What changed in Prisma 7
- Rust engine removed. The client is now entirely JavaScript based.
- Up to three times faster queries in official benchmarks.
- Up to ninety percent smaller bundles.
- Reduced generated types for better TypeScript performance.
- ESM first design for modern bundlers and runtimes.
Why Neon PostgreSQL
- Serverless friendly with low cold start time
- Branchable databases for previews and testing
- Works well with Prisma’s new JS based engine
Example Prisma schema
generator client {
provider = "prisma-client-js"
}
datasource db {
provider = "postgresql"
url = env("DATABASE_URL")
}
model Task {
id String @id @default(cuid())
title String
createdAt DateTime @default(now())
}
Safe Prisma client singleton
import { PrismaClient } from "@prisma/client";
declare global {
var __prisma: PrismaClient | undefined;
}
export const prisma =
global.__prisma ??
new PrismaClient({
log: ["query", "warn", "error"]
});
if (process.env.NODE_ENV !== "production") {
global.__prisma = prisma;
}
5. Authentication with NextAuth or Better Auth
Both NextAuth and Better Auth integrate naturally with the Next.js App Router.
Why they work well
- Seamless handling of sessions and providers
- Works with Server Components
- Supports OAuth and custom strategies
Minimal NextAuth example
import NextAuth from "next-auth";
import GitHub from "next-auth/providers/github";
export const handler = NextAuth({
providers: [GitHub],
session: { strategy: "jwt" }
});
export { handler as GET, handler as POST };
6. TanStack Query for Server State Management
TanStack Query handles caching and server state synchronization.
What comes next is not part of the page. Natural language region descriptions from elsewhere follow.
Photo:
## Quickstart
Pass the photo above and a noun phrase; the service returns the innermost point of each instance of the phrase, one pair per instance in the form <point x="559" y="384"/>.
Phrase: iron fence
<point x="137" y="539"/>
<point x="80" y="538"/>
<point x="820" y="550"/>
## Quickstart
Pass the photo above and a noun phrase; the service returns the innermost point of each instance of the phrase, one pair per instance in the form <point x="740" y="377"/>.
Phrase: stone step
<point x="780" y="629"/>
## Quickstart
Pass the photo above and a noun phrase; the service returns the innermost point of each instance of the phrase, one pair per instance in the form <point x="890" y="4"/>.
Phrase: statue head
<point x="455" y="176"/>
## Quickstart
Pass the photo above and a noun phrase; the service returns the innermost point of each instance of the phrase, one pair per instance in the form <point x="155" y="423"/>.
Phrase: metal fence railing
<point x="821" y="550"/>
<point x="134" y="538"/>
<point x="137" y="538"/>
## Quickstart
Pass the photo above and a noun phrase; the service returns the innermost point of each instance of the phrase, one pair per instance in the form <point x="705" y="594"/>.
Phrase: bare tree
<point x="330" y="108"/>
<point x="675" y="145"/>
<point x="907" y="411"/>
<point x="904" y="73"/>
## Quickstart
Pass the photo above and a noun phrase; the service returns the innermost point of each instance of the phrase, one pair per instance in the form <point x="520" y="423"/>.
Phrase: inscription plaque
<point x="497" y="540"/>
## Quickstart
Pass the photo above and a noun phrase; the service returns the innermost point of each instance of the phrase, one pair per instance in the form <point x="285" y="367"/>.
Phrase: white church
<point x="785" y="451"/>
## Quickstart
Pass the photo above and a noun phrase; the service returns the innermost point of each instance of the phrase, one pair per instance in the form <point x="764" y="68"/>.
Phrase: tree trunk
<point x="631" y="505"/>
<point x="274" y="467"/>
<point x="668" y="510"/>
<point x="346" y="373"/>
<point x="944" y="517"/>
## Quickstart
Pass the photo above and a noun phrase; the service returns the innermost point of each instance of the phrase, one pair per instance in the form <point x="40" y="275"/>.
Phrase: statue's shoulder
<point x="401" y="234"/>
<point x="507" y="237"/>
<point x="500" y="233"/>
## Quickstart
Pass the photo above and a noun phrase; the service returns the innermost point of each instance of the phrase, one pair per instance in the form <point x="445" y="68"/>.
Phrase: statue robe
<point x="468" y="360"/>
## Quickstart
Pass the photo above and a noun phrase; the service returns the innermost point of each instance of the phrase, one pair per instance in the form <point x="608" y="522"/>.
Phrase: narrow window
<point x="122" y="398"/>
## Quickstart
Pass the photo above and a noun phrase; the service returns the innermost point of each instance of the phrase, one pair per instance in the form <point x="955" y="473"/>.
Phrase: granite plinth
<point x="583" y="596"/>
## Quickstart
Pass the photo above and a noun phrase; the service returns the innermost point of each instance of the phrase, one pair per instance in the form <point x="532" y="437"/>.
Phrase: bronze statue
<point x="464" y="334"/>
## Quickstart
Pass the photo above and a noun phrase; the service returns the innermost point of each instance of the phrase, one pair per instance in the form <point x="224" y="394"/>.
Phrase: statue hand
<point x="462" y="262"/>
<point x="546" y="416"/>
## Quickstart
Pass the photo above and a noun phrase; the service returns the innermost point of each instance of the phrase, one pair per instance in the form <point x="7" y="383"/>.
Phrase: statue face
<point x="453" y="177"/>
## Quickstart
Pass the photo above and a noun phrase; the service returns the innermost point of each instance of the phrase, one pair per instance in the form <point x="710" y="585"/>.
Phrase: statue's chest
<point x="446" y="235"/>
It replaces unnecessary global state for data that comes from APIs or the database.
Fetch example
const query = useQuery({
queryKey: ["tasks"],
queryFn: async () => {
const res = await fetch("/api/tasks");
return res.json();
}
});
Mutation example
const mutation = useMutation({
mutationFn: createTask,
onSuccess: () => queryClient.invalidateQueries(["tasks"])
});
7. Cloudinary for Media Storage and Processing
Cloudinary is used for all media because it supports on the fly transformations, responsive formats, and global CDN delivery.
Example upload route
import { v2 as cloudinary } from "cloudinary";
cloudinary.config({
cloud_name: process.env.CLOUDINARY_CLOUD,
api_key: process.env.CLOUDINARY_KEY,
api_secret: process.env.CLOUDINARY_SECRET
});
export async function POST(req: Request) {
const { file } = await req.json();
const upload = await cloudinary.uploader.upload(file, {
folder: "myapp"
});
return Response.json(upload);
}
8. Deployment with Vercel using Standalone Output
Vercel is the ideal deployment environment for this stack.
Why
- Native support for Server Actions
- Efficient caching
- Built in edge functions and image optimization
- Remote caching that works with Turborepo
Standalone output configuration
/** @type {import('next').NextConfig} */
module.exports = {
output: "standalone",
images: {
domains: ["res.cloudinary.com"]
}
};
Final Thoughts
This stack forms a complete, production ready foundation for modern web applications.
Summary of the system
- Turborepo for monorepo structure
- Next.js App Router with Server Actions
- TypeScript from backend to frontend
- Prisma 7 with Neon PostgreSQL
- NextAuth or Better Auth for authentication
- TanStack Query for server driven state
- Cloudinary for media storage
- Vercel for deployment using standalone output
Each tool solves a specific problem without adding unnecessary complexity. Together they create a fast, predictable, and maintainable development workflow.